Article No. 438
6 June 2021
Marina ( left ) with some of the team in Bergamo
Another ERKNet webinar was presented on June 1st by Dr Marina Noris.
Marina is a very well known aHUS researcher at the Mario Negri Institute in Bergamo , Italy. The webinar was recorded and has been made available on the ERKNet website , click HERE.
Marina began her talk “atypical Haemolytic Uraemic Syndrome” with an explanation of its thrombotic microangiopathy (TMA) links and its rare prevalence among all TMAs. She stated that sometimes there may be no renal involvement!
An explanation of Complement’s role and the key part played by C3 and its impact on the damaging parts and controllers of this part of the immune system ,and other things, like antibodies,that hamper controllers’ effectiveness. Also the loss of function and gain of function that can take place in leading to disease.
The genetic findings that explain a predisposition to aHUS have been the result of European research over 20 years or more.
These findings may only explain 60% of aHUS incidence, however. Other important research has shown that patients may be at more risks because they have multiple rare genetic mutations or a more common risk modifying genetic difference ( haplotype/ polymorphism ) .
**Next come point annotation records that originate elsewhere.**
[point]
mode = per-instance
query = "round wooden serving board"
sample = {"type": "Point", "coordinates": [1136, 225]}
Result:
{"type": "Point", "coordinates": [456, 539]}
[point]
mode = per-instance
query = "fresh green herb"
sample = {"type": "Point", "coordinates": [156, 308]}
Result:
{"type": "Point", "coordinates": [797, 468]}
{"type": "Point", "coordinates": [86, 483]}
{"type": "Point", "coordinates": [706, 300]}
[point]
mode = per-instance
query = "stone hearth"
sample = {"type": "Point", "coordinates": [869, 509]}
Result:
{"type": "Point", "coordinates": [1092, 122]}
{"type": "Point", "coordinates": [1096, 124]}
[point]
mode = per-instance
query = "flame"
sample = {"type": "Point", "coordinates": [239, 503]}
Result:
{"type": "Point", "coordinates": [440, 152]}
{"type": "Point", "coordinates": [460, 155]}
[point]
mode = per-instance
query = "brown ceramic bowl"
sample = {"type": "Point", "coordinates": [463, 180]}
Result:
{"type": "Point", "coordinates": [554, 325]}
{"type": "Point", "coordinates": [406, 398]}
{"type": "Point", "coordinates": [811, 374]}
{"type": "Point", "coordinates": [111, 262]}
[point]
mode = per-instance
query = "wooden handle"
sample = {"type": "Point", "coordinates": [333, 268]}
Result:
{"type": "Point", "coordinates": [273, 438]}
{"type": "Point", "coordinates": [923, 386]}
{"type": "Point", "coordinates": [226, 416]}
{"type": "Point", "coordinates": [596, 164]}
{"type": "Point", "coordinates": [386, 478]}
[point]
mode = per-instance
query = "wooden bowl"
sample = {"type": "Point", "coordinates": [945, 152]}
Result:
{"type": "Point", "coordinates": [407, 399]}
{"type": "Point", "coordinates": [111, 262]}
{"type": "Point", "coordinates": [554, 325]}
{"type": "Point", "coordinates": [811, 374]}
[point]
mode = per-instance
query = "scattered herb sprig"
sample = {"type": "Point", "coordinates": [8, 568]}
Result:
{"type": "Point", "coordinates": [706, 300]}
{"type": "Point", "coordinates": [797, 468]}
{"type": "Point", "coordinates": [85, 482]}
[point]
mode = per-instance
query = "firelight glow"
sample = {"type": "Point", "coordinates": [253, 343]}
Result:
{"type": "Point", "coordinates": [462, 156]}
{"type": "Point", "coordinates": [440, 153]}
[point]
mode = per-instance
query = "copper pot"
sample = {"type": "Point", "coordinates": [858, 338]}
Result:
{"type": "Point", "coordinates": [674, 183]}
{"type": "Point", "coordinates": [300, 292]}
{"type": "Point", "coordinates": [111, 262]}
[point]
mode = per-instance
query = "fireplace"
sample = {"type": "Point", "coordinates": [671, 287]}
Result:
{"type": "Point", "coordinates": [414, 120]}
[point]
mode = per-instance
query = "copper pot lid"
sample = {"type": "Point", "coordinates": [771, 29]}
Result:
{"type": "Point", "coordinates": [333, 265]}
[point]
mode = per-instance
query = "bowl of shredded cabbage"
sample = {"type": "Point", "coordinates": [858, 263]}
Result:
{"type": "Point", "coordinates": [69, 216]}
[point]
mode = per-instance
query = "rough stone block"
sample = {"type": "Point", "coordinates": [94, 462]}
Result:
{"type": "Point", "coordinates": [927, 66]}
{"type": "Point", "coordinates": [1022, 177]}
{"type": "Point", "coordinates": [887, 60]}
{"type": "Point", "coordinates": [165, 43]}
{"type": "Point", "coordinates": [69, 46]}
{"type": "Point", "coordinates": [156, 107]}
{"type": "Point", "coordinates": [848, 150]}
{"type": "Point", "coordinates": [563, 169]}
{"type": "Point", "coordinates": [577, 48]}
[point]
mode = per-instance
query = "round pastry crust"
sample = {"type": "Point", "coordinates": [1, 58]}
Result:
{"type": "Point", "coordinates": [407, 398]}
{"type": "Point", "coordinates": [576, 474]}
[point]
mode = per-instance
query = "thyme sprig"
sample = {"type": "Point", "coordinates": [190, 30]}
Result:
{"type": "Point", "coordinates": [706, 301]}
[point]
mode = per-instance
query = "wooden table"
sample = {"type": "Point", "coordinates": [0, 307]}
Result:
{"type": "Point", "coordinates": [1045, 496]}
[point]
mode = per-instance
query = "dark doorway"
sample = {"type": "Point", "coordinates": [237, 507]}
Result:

A simple step time line of the disease process was presented from illness onset through to eculizumab treatment prescription and possible withdrawal and relapse. This led to illustrating a risk classification( high to low) of genetic mutations, or not having any, including in a transplant scenario.
Marina challenged the audience to decide on a diagnosis of a patient , giving clinical blood results evidence. She moved on to other blood markers of complement activation, particularly HMEC1.
This test, although it has been around for a while, seems to gets very little attention because it currently can only be performed in three laboratories (avoidance of contamination and specialist equipment and skills are paramount). It has been tested in vitro for its specificity and sensitivity using health volunteers and aHUS patient in an active or remissive state. It can be used to test that complement has been fully blocked by the treatment therapy, by checking for C5b9 deposition on the endothelial cells. It may have predictive uses for those in remission.
Marina called it “A Disease a Dish” in the summing up of her talk.
For those needing a swift , comprehensive and up to date overview of the disease aHUS in less than hour, this talk is highly recommended.